GM has invested $10.2 billion in its North American facilities since 2009. In May 2011, the company had also initiated an investment plan of $2 billion, targeting 17 assembly and components plants in 8 states for 18 months in the U.S. The program, intended to create or preserve more than 4,000 hourly and salaried jobs at the plants, has been completed.
Recently, GM also mentioned that it would be able to save thousands of dollars in costs per car in the production of next generation Volt by adopting a more efficient design. The new design will help the company use smaller vehicle components and save weight. However, the company did not reveal the launch date of the plug-in hybrid car.
Recently, at an industry conference in Detroit, GM stated that it expects modest growth in global auto sales in 2013 as improvements in China and the U.S. will be offset by sluggish car sales in Europe. The automaker predicted a 5% rise in industry sales in the U.S. and international market each and European market to shrink 4% in the year.

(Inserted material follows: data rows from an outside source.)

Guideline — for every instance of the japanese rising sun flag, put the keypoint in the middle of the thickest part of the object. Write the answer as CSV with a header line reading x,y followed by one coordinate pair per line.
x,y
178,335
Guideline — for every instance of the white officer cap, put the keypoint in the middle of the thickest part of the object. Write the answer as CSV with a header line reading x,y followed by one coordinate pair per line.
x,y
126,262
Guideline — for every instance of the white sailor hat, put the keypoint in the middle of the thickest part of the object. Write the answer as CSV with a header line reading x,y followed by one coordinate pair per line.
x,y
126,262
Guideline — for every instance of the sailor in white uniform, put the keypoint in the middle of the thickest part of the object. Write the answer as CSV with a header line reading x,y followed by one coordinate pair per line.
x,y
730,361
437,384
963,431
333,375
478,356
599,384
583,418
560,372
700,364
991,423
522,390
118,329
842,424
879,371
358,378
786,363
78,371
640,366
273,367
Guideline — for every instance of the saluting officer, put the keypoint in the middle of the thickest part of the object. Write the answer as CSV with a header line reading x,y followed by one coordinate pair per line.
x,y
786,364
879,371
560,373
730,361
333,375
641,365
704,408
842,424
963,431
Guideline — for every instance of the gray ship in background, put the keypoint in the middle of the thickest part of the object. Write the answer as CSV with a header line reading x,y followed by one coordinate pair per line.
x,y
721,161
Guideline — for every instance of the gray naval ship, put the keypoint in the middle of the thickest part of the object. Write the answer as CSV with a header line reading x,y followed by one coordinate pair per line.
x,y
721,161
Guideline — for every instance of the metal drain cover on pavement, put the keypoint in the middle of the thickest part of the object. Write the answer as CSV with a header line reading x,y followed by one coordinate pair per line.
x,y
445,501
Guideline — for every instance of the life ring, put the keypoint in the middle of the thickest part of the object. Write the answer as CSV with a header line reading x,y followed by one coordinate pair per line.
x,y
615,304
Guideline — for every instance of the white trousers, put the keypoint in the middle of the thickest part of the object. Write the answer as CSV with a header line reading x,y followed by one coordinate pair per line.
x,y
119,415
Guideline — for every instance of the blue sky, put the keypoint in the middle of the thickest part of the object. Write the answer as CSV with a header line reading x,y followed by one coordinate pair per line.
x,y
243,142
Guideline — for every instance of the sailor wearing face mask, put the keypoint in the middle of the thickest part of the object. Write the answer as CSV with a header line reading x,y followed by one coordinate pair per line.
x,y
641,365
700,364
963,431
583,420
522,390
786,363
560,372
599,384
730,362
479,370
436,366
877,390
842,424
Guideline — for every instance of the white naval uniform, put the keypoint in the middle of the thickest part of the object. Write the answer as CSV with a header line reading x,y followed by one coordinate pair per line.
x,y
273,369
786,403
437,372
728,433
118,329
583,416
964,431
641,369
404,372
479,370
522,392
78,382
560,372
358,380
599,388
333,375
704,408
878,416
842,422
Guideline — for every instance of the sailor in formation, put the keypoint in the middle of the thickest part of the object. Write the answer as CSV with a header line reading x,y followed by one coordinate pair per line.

The company foresees pricing pressures to exist, particularly in China and Europe. However, it expects that moderate market share gain across the world, driven by new vehicle launches will boost its profit margins. GM plans to upgrade 70% of its global lineups by the end of this year.
In North America, GM aims to boost market share and increase vehicle pricing. The company expects to enhance profit margins in the region to 10% in the next three or four years from 8% currently. Meanwhile, the company has targeted break-even results in Europe by 2015. In China, GM intends to improve margins by continuing investing in Cadillac and rolling out its OnStar communications, in-car safety system.
Many automakers started focusing on electric powered vehicles as President Barack Obama’s administration set a goal of achieving 1 million battery-powered vehicles on the road by 2015.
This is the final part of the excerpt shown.